Führt man nun das Partikel mit der optischen Pinzette langsam an die Zelloberfläche heran oder präsentiert das Partikel der Zelle in kurzer, konstanter Distanz, so beginnt nach wenigen Sekunden eine Wechselwirkung des Partikels mit den feinen Strukturen der extrazellulären Matrix. Schaut man sich das Positionshistogramm an, also eine Verteilung aller Partikelpositionen, so stellt man praktisch keinen Unterschied in der Verteilung vor und nach der Wechselwirkung fest. Die Wechselwirkung ist verborgen. „Durch die schnelle Signalabtastung konnten wir erstmalig Kramers-Kronig-Integraltransformationen für thermische Partikelfluktuationen durchführen, die es erlauben, das elastische und das viskose Verhalten von Zellstrukturen auf verschiedenen Bewegungsfrequenzen darzustellen“, erklärt Jünger. Rohrbach ergänzt: „Um diesen beiden Frequenzverläufen jedoch eine Bedeutung zu geben, muss man seine Vorstellung der molekularen Geschehnisse in mathematische Gleichungen verpacken und dann abgleichen, wie gut die Lösungen dieser Gleichungen mit den experimentellen Ergebnissen übereinstimmen.“
Mathematisches Minimalmodell im Frequenzraum
Hierbei erdachten sich die Freiburger Forscher ein mathematisches Minimalmodell im Frequenzraum, welches sich unerwartet gut an das visko-elastische Verhalten bei verschiedenen Messmethoden an verschiedenen Zellen anpassen lässt. Durch die Analyse der Sondenfluktuationen konnten Jünger und Rohrbach beispielsweise wichtige Eigenschaften der perizellulären Matrix (PCM) bei Darm-Epithelzellen bestimmen, welche aus maschenartigen Hyaluronsäuresträngen besteht. „Wir konnten die Dicke der PCM von 350 Nanometer allein auf der Mikrosekundenskala messen, auf längeren Zeitskalen war die PCM schlicht unsichtbar“, sagt Rohrbach.
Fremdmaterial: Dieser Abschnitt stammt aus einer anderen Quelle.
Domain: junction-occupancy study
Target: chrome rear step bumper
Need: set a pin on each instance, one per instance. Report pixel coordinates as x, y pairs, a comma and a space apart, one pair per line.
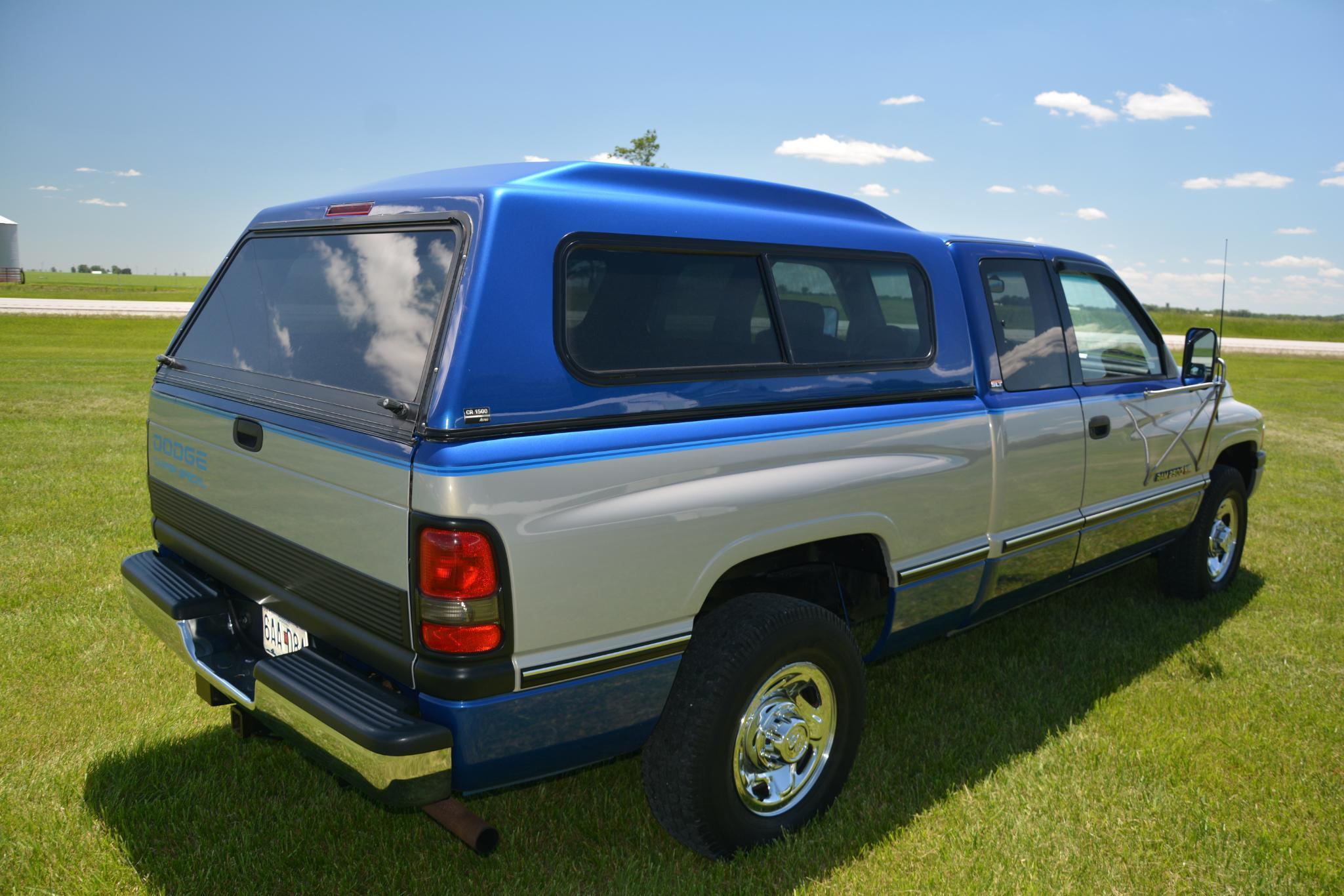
343, 722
Die Elastizität der PCM von nur circa sechs Pascal bei Millisekunden-Dynamiken, aber von circa 20 Pascal bei Mikrosekunden-Dynamiken könne beispielsweise erklären, warum kleine und hochdynamische Viren physikalisch gesehen von der PCM eher elastisch abprallen – größere und weniger dynamische Bakterien dagegen eher in die PCM einsinken, eben weil diese auf größeren Zeitskalen weniger elastisch ist.